6.3 Partiendo de estas precisiones y volviendo al caso que centra nuestra atención, es cierto que no hubiera estado de más que hubieran comparecido a juicio los facultativos que prestaron asistencia sanitaria al acusado y cuyos informes obraban en las actuaciones por más que en algunos casos la asistencia prestada fuera muy anterior al momento en que ocurrieron los hechos. Sin embargo, ni en el momento del juicio ni con posterioridad la información que podrían haber aportado estos facultativos era imprescindible. De un lado, se realizaron los correspondientes informes periciales para determinar la afectación del psiquismo del autor, en los que se tuvieron en cuenta la información médica incorporada a la causa, de forma las afecciones a aludidas en los informes médicos de los distintos centros sanitarios fueron expresamente reconocidas en la sentencia. Comparecieron en juicio dos médicos forenses y tres psiquiatras, entre ellos los dos médicos forenses del Instituto de Medicina Legal de Guadalajara que exploraron al recurrente el día de los hechos y que observaron de forma directa que el acusado no presentaba en ese momento trastorno psicológico o por drogas. Sobre este particular el tribunal contó con el testimonio de diferentes personas que afirmaron que el acusado tenía un comportamiento normal y que no parecía que tuviera afectadas sus capacidades psíquicas.

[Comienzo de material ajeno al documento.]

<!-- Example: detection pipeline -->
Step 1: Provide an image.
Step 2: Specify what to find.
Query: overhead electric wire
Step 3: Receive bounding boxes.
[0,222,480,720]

Este último extremo es muy relevante porque para valorar la viabilidad de la pretensión del recurso, y que hay que atender a los presupuestos de aplicación de la circunstancia modificativa de la responsabilidad que se pretendía acreditar y, tanto en el caso de la anomalía psíquica como en el de la drogadicción, no sólo se precisa la existencia de una patología siquiátrica o el consumo de drogas, sino que se exige también que se produzca una afectación de las capacidades psíquicas en el momento de la comisión del delito y en este caso no se acreditó esa afectación por la apreciación de varias pruebas: La declaración de los facultativos que examinaron al acusado inmediatamente después del hecho y varios testigos que depusieron en el plenario sobre el estado psíquico del recurrente.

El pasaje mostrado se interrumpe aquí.